Posts Tagged ‘vignatti’

late Christmas gift: freedesktop’s Xorg for MeeGo

December 29, 2010

Moikka.

If you follow here [0] you will see a set of Debian packages that Graphics team at Nokia are continuously working to deploy a X11 implementation for MeeGo-Harmattan, where we target embedded systems only. Feel free to use it!


At this point, we are very proud of ourselves because 99% of the content on these repositories are based on the ones at X main-stream of development. IWO we are directly fetching the X code-base from freedesktop.org. More important, we are shaping freedesktop implementation for embedded devices. So at this moment, we are pretty much aligned with X version 1.9.2, plus a few of other commits from master branch; the rest of components, like client side libraries, are mostly what we have on freedesktop master also.

We are quite happy because it follows exactly what we’ve planned some time ago when we strategically decided to contribute to X at freedesktop community, centralizing the development there and not ignoring it. So, no-no for kdrive, no-no for massively code-drop on the top of freedesktop’s, no-no for a proprietary X implementation, no-no for major hacks or anything like that. Aside from the video driver stack, everything was dumped at freedesktop.

Next, the plan pretty much fits with MeeGo-MeeGo cause we just needs to get the work we’ve been doing straight from freedesktop, avoiding any cross fetching between down-streams of development. Hyvää!

[0] yeah, the name of the repository is not trivial at all – and probably we will change it in a near future. So poke me if you need this later on.

Advertisements

Priorities and scheduling hints for X server threads

August 7, 2008

Input events routed through another thread/process can have bad effects on latency because we can’t guarantee that it will get scheduled at the right moment. Although this is hard to see happening with the current X server threaded implementation, we must design something to avoid it. One way to improve the responsiveness is to give a high priority to the input thread and also adjust the CPU scheduling. (Note that this will not avoid problems related with page faults which usually happen in the X input flow.)

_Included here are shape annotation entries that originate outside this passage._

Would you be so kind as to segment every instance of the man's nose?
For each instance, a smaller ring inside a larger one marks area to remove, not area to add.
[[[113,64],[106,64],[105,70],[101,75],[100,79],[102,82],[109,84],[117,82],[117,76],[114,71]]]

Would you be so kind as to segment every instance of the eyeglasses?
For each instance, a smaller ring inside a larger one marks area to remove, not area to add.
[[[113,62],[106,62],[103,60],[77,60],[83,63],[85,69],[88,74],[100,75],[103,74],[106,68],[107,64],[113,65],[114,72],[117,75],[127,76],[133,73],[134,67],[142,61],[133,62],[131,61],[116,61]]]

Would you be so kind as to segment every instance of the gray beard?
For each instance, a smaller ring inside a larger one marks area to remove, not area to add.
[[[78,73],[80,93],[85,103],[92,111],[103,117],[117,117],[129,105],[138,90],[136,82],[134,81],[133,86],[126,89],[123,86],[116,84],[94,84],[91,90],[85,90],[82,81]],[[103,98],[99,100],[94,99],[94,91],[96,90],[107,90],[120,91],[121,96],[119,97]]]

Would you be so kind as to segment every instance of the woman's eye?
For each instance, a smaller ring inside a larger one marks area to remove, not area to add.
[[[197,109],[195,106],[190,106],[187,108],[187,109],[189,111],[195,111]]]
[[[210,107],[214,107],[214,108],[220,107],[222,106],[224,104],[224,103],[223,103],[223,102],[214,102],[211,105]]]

Linux uses 1:1 thread model and the scheduler handles every thread as a process. For now I don’t care about others systems. Both input generation and processing threads was designed to sleep after a relatively short CPU run. So we can give a priority to processes that are trusted to not hog the CPU. And given they are special time-critical applications I have no doubt in what policy to use: I set both input threads to use the real-time FIFO policy and to get the maximum priority (sched_get_priority_max()).

I’m sure that someone will complain telling that this would decrease a bit the main thread when used together with both input threads. In GUI we’re talking about better user experience. Latency variability must be avoided whenever possible in interactive situations. What the user see is what matters. For non-interactive processes (server scheduling workloads) the situation is totally different.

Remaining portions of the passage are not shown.